Bukky stared after her grandmother who took slow strides as her legs could not walk faster. She disappeared inside the house leaving Bukky alone in the dark with mosquitoes and crawling insects. Bukky tried to focus on her grandma’s words but her mind kept going back to the events that surrounded her childhood.
Her mother got pregnant for a man that already had three wives. The man couldn’t care less about her or any other of the children and her mother was no better. Her mother often left her at home from the age of six months to travel and sleep over night with different men. Leaving her at the mercy of the other wives and children who she was rather invisible to regardless of her loud cries. As she grew older, she would go days without food as each wife had to cater for the needs of their children because, the father spent all the money he had on cheap alcohol and women and her mother was never around. She was the only child of her mother. Often looked unkempt, attended no school and was already stealing quite well at the age of four. She was known as a trouble maker and her mother’s clients often made advances to her which only aggravated her mother as she felt she was competing with her. This made her mother take her to Bauchi to be married to an old man at the age of 10. The man already paid her mother. So her mother dropped her in a strange land and left her there not even looking back once. She cried for days but, she was already street smart so she thought of ways to escape. The man violated her and while he climbed her like an old pig that he was, she would stare at him, her eyes void of emotion. She never cried; not even when the man physically abused her. She was able to run away and was able to get enough money after working as a maid to her grandmother’s place at Ijebu. Her grandmother took her in and showed her the love she never received from anyone. She started training her and helping her to let go of her behavior in exchange for a new one. When her mother discovered she had ran away from the man she took her to because, the man was no longer paying her; she went to her mother’s place at the village. Beat her senselessly as her grandma wasn’t around and left with her without Abeke knowing. On getting home, Abeke became distraught until people told her, her daughter had come to take her granddaughter away. Her mum took her to Kano where she was re-married to a rich man. The man liked Bukky genuinely but the mother thought something else was going on. She sent Bukky out of the house in the middle of the night leaving her with no money. She slept outside the gate of the house and when the man saw her in the morning, she narrated the story to him. He apologized on his wife’s behalf and gave her some money to get back to her grandma.
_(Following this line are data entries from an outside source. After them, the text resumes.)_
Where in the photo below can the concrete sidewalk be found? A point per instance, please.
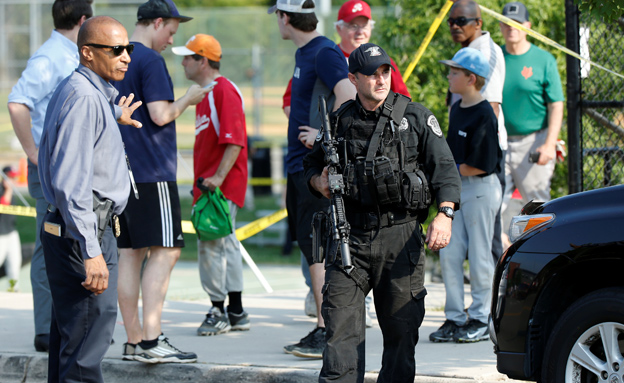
(277, 319)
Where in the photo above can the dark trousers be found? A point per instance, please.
(393, 259)
(82, 323)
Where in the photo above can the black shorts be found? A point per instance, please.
(301, 205)
(154, 219)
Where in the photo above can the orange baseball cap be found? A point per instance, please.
(200, 44)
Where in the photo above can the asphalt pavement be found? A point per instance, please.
(277, 319)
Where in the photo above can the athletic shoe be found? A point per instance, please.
(472, 331)
(310, 346)
(215, 323)
(310, 305)
(239, 322)
(445, 332)
(163, 352)
(128, 351)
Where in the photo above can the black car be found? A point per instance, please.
(558, 291)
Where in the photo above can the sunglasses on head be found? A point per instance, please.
(460, 21)
(117, 49)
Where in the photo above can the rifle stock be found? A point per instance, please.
(340, 228)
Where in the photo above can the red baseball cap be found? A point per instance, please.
(352, 9)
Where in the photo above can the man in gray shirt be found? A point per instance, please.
(81, 160)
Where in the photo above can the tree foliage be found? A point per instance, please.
(406, 24)
(608, 10)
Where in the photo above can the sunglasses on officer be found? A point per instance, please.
(461, 21)
(117, 49)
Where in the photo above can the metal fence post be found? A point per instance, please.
(575, 159)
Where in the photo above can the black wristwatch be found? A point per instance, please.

She wept bitterly as she remembered the abuse she was exposed to that her grandma knows nothing about. She went in at the sound of the first cock crow with a heavy heart. She was to go back to Lagos that afternoon. So her grandma prepared some soup for her insisting she takes it to Lagos. When she was about to leave, Abeke sat her granddaughter down.
“There comes a time when you have to let go though it’s hard and painful. You just have to stop looking back and start looking ahead so the darkness of the past will not suck you in again. It is time Bukky. It is time for you to release your mother. Release her, release your father. Release the past and count yourself lucky. I said you are lucky because you truly are. She did you a favor by dropping you at that man’s place. If not, you wouldn’t have come here and God knows what would have gone wrong. You have to forgive yourself for all the things you could not prevent. Your mother failed you. I failed you. I should have taken you away from her at a younger age. None of it is your fault and you have to know that so you can release yourself.”
“Mama, I want to sleep every night and I look at my body and the tears come rushing, I feel hatred rising up in my heart. Mama the scars can never go. I look at them and I see an ugly child like she always said. I have been hurt mama. Hurt by her words more than her physical abuse. Her words indirectly led me to be hurt by men whom I gave myself freely to because, I see no worth in me. I am worthless mama.”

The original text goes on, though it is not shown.